Echinococcosis is a widespread disease that appears during the evolution of the parasite echinococcus granulosus. Hydatidosis of the spine was first described by Churrier in 1807.[4] In hydatid cyst diseases, vertebral involvement occurs in 0.2-1% of all patients.[1],[2] Primary vertebral hydatid disease without any other systemic involvement can occur with direct portovertebral venous shunts.[5] Whether the thoracic[6],[7] or the lumbar[1] region is more commonly involved is controversial. The cyst can be located epidurally and may be single or multiple. Intradural and extramedullary involvement is rare.[8] 45% of such patients are under 30 years of age. Generally, spinal hydatid cyst disease present with radicular symptom or symptom of cord compression.[9]

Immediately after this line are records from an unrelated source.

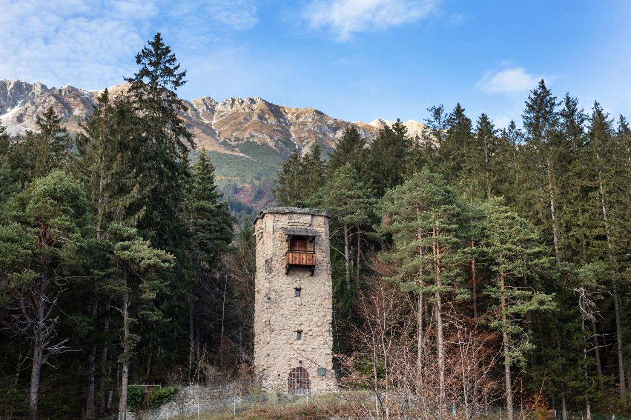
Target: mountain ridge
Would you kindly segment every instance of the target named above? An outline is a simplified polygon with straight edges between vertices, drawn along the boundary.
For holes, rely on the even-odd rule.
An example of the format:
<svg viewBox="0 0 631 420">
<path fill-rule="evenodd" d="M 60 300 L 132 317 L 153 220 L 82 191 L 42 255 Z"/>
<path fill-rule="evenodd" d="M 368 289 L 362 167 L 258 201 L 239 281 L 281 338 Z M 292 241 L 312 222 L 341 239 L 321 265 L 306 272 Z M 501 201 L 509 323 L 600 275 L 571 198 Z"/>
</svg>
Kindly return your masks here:
<svg viewBox="0 0 631 420">
<path fill-rule="evenodd" d="M 108 89 L 114 95 L 124 94 L 127 86 L 122 83 Z M 9 134 L 23 134 L 35 131 L 37 115 L 52 107 L 68 131 L 77 133 L 81 131 L 80 122 L 92 112 L 97 97 L 103 90 L 81 89 L 69 84 L 49 88 L 41 82 L 2 79 L 0 122 Z M 252 168 L 256 173 L 245 177 L 260 178 L 262 174 L 272 175 L 278 170 L 293 151 L 304 153 L 319 144 L 326 154 L 350 125 L 357 127 L 370 142 L 384 125 L 392 123 L 380 119 L 369 123 L 351 122 L 314 108 L 285 107 L 257 96 L 233 96 L 219 102 L 203 95 L 183 100 L 188 110 L 181 113 L 181 118 L 192 132 L 197 148 L 211 153 L 219 175 L 228 178 L 239 175 L 234 168 L 225 166 L 229 162 L 235 165 L 235 159 L 257 162 L 260 167 Z M 414 120 L 404 125 L 411 136 L 421 136 L 427 130 L 425 124 Z"/>
</svg>

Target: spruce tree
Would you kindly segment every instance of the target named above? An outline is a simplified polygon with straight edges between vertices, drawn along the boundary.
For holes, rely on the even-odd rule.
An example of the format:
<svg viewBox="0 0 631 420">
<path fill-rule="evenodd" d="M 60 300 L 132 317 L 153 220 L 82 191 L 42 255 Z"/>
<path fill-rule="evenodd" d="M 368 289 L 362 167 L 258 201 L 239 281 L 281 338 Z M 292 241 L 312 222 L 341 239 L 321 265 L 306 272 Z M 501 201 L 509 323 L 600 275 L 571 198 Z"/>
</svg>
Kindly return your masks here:
<svg viewBox="0 0 631 420">
<path fill-rule="evenodd" d="M 305 205 L 324 182 L 321 153 L 322 148 L 316 144 L 304 156 L 297 151 L 290 155 L 276 176 L 276 202 L 281 206 Z"/>
<path fill-rule="evenodd" d="M 457 190 L 465 197 L 482 200 L 497 194 L 495 173 L 502 169 L 495 168 L 498 147 L 497 132 L 487 114 L 481 114 L 457 176 Z"/>
<path fill-rule="evenodd" d="M 134 155 L 133 166 L 143 177 L 148 196 L 139 227 L 143 235 L 159 247 L 180 247 L 179 220 L 185 180 L 189 176 L 188 153 L 194 147 L 192 134 L 180 118 L 186 110 L 175 91 L 186 83 L 175 54 L 156 33 L 136 56 L 140 67 L 125 80 L 139 117 L 138 138 L 142 143 Z"/>
<path fill-rule="evenodd" d="M 464 108 L 457 104 L 445 121 L 447 130 L 442 145 L 438 151 L 439 172 L 450 185 L 457 184 L 458 177 L 470 148 L 473 136 L 471 120 Z"/>
<path fill-rule="evenodd" d="M 609 114 L 606 114 L 600 104 L 594 101 L 589 117 L 587 138 L 595 170 L 593 182 L 596 188 L 592 192 L 592 202 L 598 209 L 596 214 L 598 215 L 600 230 L 599 235 L 593 241 L 593 247 L 604 251 L 602 260 L 605 264 L 608 263 L 611 271 L 616 273 L 611 276 L 609 286 L 613 300 L 620 401 L 624 405 L 626 402 L 627 378 L 625 375 L 624 313 L 622 296 L 626 294 L 627 284 L 623 273 L 626 271 L 624 268 L 625 263 L 628 262 L 628 254 L 625 250 L 628 249 L 629 242 L 627 229 L 624 226 L 628 225 L 625 214 L 629 201 L 628 199 L 622 199 L 623 196 L 620 195 L 621 188 L 622 190 L 626 189 L 626 180 L 621 177 L 620 166 L 617 165 L 620 156 L 616 156 L 618 150 L 612 123 Z M 603 238 L 604 240 L 599 240 Z"/>
<path fill-rule="evenodd" d="M 331 176 L 339 168 L 350 164 L 360 179 L 363 179 L 367 168 L 367 156 L 366 139 L 362 137 L 356 126 L 348 125 L 342 132 L 335 148 L 329 153 L 327 175 Z"/>
<path fill-rule="evenodd" d="M 555 160 L 555 148 L 560 136 L 557 97 L 543 80 L 533 90 L 526 102 L 522 117 L 526 136 L 523 151 L 522 173 L 527 174 L 526 214 L 541 225 L 542 236 L 549 238 L 558 262 L 562 260 L 560 245 L 560 173 L 563 168 Z"/>
<path fill-rule="evenodd" d="M 91 319 L 92 334 L 88 368 L 88 396 L 86 414 L 93 419 L 95 414 L 97 347 L 101 349 L 100 387 L 105 387 L 105 365 L 110 343 L 107 338 L 111 324 L 111 296 L 103 293 L 100 283 L 111 274 L 109 248 L 101 243 L 105 232 L 112 223 L 134 225 L 143 215 L 144 207 L 133 206 L 141 197 L 141 180 L 130 167 L 129 147 L 134 144 L 138 119 L 129 102 L 123 97 L 112 102 L 106 89 L 99 95 L 91 115 L 80 124 L 83 132 L 76 138 L 73 172 L 83 181 L 92 214 L 95 239 L 90 249 L 93 264 L 90 277 L 90 301 L 86 316 Z M 98 325 L 103 325 L 102 335 Z M 105 338 L 105 339 L 103 339 Z"/>
<path fill-rule="evenodd" d="M 331 233 L 331 238 L 341 234 L 343 246 L 345 280 L 348 290 L 351 289 L 350 267 L 352 257 L 350 249 L 353 236 L 360 236 L 362 226 L 370 222 L 374 204 L 371 192 L 367 189 L 353 166 L 348 164 L 340 166 L 312 199 L 311 202 L 329 211 L 332 223 L 336 226 Z M 357 261 L 359 264 L 359 261 Z"/>
<path fill-rule="evenodd" d="M 52 107 L 42 116 L 37 115 L 35 123 L 37 131 L 27 132 L 24 139 L 27 180 L 65 169 L 70 161 L 72 140 Z"/>
<path fill-rule="evenodd" d="M 389 127 L 384 125 L 370 144 L 368 166 L 368 186 L 377 197 L 403 182 L 411 168 L 412 141 L 401 120 Z"/>
</svg>

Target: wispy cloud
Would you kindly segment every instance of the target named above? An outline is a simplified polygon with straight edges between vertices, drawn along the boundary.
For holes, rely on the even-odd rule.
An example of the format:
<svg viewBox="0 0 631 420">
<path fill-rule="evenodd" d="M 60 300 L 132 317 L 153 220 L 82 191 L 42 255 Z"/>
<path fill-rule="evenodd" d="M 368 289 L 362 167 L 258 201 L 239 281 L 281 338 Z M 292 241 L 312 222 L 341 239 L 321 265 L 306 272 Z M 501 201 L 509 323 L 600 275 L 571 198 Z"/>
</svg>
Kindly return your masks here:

On plain X-ray, osseous changes are found in 27% of cases and “moth eaten areas” with surrounding sclerosis are typical.[10]

The operative procedure of choice is laminectomy. However, decompression with anterior vertebrectomy and fusion also gives good results.[8] In the series published by Necmettin Pamir M et al,[8] neurological improvement was seen in 63% of the cases and recurrence in 18%. Overall, a recurrence rate of 30-40% is described.[11] There is a correlation between cyst localization and recurrence. In the epidural osseous type of cysts, there are microvesicles which are spread diffusely inside the bone (“cystic disease of the vertebrae”) and these cysts usually rupture during the surgical procedure causing recurrence.[11],[12] Recurrence is very rare with the intradural extramedullary form of the disease. To prevent recurrence it has been recommended that hypertonic saline solution be used during surgery.

Mebendazole has an established lethal effect on secondary E. granulosus cyst, and can be used in the pre-, peri- and post- operative periods.[5] However, the overall efficacy of this drug must be evaluated after a more prolonged period of observation.